UN Foundation to invest $4.2 million in renewables for Africa and Brazil
The United Nations Foundation has announced that it is to invest over $4 million in a successful renewable energy initiative in Africa and in the commencement of a similar project in Brazil.
The United Nations Environment Programme’s (UNEP’s) African Rural Energy Enterprise Development initiative (AREED) provides early-stage funding and enterprise development services to entrepreneurs, as well as training and hands-on business development assistance for affordable energy services designed to deliver clean renewable energy. Currently more than 30 enterprises are in development in Ghana, Botswana, Mali, Senegal and Zambia, and the expansion of the project into Brazil will help provide renewable energy to 20 million rural Brazilians who are currently without access to modern energy services, says the UNEP.
The new investment comes on top of a previous $2 million donation from the UN Foundation in 1999, which funded the start-up of the AREED project, and is a key element in the UNEP’s push to promote sustainable energy, says UNEP Executive Director Klaus Toepfer. “For the 2.8 billion people currently without access to modern energy services, AREED offers a workable, enterprise-based model to deliver those services from climate-friendly technologies via the private sector,” said Toepfer.

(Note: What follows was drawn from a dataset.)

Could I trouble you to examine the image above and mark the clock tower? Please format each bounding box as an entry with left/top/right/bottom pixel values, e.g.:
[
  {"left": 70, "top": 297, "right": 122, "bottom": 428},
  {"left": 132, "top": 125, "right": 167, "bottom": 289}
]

Examples of AREED projects include solar-powered crop dryers in Ghana; and the manufacture of briquettes from crop wastes such as peanut shells in Mali, which is designed to protect local forests severely depleted by the demand for fuel. According to Toepfer and Tim Wirth, President of the UN Foundation, access to modern energy services for the rural poor increases local economic activity, with the consequential improvement in basic health and education, but without detriment to the environment.
Part of AREED’s success, says the UNEP, is due to on-the-ground partnerships with innovative organisations which develop the skills and expertise to nurture new entrepreneurs, such as the United States-based E&Co, a pioneer in the provision of patient investment capital to developing country energy enterprises.
“AREED demonstrates how the UN system can build new public-private approaches in the quest for sustainable development; approaches that leverage significant additional funding from other donors and investment from financial institutions and the private sector,” said Wirth.
The UN Foundation was established in 1998 following an historic $1 billion gift from a wealthy philanthropist to support UN efforts on global issues. The Foundation’s board of directors has identified sustainable energy and climate change as one of its principal environmental funding priorities.